Practical Time Series Forecasting: A Hands-On Guide, Third Edition provides an applied approach to time-series forecasting. Forecasting is an essential component of predictive analytics. The book introduces popular forecasting methods and approaches used in a variety of business applications.
The book offers clear explanations, practical examples, and end-of-chapter exercises and cases. Readers will learn to use forecasting methods using the Excel(R) add-in XLMiner(R) to develop effective forecasting solutions that extract business value from time-series data.

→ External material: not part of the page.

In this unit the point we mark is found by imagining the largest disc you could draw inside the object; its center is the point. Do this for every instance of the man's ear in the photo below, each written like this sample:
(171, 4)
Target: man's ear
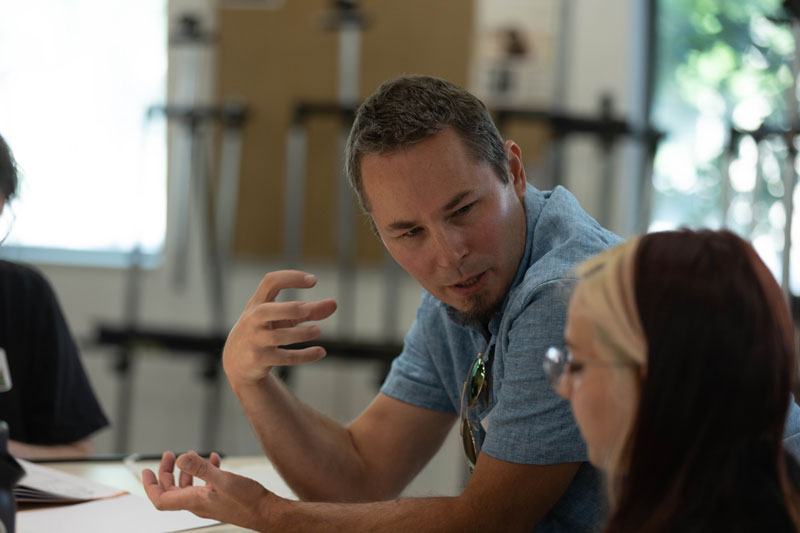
(515, 167)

Featuring improved organization and new material, the
Third Edition also includes:
- Popular forecasting methods including smoothing algorithms, regression models, and neural networks
- A practical approach to evaluating the performance of forecasting solutions
- A business-analytics exposition focused on linking time-series forecasting to business goals
- Guided cases for integrating the acquired knowledge using real data
- End-of-chapter problems to facilitate active learning
- A companion site with data sets, learning resources, and instructor materials (solutions to exercises, case studies, and slides)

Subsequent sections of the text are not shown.